When America has a problem, politicians who are able to identify the problem and come up with solutions tend to do very well. When America's problem was that our military and prestige were in terrible shape, Reagan identified that problem, latched on to it, and both annunciated and implemented actions to fix the problem. When America's problem was that we had just experienced the vulnerability of being attacked by terrorists, President Bush announced and took actions to increase our vigilance against terrorists and made it clear to the nation that our new national problem had top-level attention from the White House. The list goes on and on. But when America has a problem, politicians who actually have answers to the problems rise to the occasion when they step forward, identify America's pain point and then show that they have an understanding of the problem as well as a plan to fix it.
I have absolutely no doubt that Mike Huckabee understands better than most politicians today the complexity, the pain and the history of America's racial divisions. He is a guy who I have always admired because of his willingness to reach out to and include everybody and I continue to admire him in this way. He can speak with authority about being a son of the South, being a conservative and yet understanding the viewpoints of people from different places, different ancestries and the like. He definitely understands more about how to solve this crisis that America is facing more than most who are in national politics. And he also has a track record for being accepted by a wider range of voters than most politicians.
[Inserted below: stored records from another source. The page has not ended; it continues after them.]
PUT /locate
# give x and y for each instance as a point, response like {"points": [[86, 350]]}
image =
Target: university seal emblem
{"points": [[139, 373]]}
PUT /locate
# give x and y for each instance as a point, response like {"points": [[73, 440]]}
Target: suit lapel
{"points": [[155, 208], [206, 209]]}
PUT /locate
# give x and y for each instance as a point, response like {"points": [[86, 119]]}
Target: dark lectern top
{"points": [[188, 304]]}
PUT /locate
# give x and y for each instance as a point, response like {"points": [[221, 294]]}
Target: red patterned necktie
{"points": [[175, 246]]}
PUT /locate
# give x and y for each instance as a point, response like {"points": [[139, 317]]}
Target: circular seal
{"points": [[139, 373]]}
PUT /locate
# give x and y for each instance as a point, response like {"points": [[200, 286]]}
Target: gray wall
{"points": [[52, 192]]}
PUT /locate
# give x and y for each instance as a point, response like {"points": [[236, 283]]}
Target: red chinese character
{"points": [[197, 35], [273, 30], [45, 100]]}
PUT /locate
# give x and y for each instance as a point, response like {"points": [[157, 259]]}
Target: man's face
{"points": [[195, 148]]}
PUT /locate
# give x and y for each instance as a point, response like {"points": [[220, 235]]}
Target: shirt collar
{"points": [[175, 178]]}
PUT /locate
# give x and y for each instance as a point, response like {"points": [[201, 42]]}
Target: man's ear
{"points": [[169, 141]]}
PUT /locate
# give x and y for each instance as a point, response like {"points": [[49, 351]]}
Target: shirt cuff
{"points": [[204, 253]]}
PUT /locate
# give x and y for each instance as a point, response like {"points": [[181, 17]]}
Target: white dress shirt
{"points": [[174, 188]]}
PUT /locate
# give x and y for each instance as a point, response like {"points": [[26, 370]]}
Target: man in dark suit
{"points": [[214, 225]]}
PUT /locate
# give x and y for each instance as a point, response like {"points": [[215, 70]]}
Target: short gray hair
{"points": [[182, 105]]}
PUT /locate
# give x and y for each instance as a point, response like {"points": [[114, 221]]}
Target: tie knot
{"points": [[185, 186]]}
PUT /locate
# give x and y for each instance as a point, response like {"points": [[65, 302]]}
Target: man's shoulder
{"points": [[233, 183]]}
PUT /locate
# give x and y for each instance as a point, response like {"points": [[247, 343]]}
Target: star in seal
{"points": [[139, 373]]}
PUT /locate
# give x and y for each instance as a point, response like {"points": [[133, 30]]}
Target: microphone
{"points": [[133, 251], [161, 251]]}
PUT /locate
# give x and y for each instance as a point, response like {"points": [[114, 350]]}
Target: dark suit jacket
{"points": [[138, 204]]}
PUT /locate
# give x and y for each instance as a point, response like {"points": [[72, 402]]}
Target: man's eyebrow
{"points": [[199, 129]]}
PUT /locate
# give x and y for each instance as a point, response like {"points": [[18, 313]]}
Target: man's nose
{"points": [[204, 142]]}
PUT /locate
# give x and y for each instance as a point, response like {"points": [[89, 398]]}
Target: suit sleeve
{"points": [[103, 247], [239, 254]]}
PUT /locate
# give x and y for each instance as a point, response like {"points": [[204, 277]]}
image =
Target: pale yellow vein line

But as it is obvious to many people that our country has a problem that we thought we were past, not just a problem of individual instances of bad things happening but a problem with people's hearts (hatred and resentment in all directions) in addition to a widely perceived problem in which people of different races experience different treatment in terms of 4th Amendment rights and freedom from unwarranted harassment. It's a divide that keeps raising itself every month in the form of a different crisis. And it's not just a matter of, as some suggest, Democrats trying to "play the race card" or stir up agitation. There is real pain and, under the surface of a country that has come a long way since the 1960's, a lot of resentment and some real unresolved issues. Surveys indicate that most Americans believe that this country is more racially divided than it was previously.
And so here comes a once in lifetime opportunity for Mike Huckabee. America has a problem. Mike Huckabee has spent enough time building relationships with people of all ethnicities that he actually knows big parts of the solution. The missing link: I haven't heard him talk about any of this in a long time and our country really needs leadership that will step in and speak healing, and not more division, at this moment in time. Mike knows how to do this and is capable of doing this. Mike just needs to figure out a way to use his excellent oratorical skills and common sense in order to tell America that he recognizes the problem, that he understands the pain and the divide and that he knows how to bring us together. And then he needs to do it. This is the wrong time to not speak out on this issue of racial healing. Especially for the very few in politics who have experience in helping to manifest it.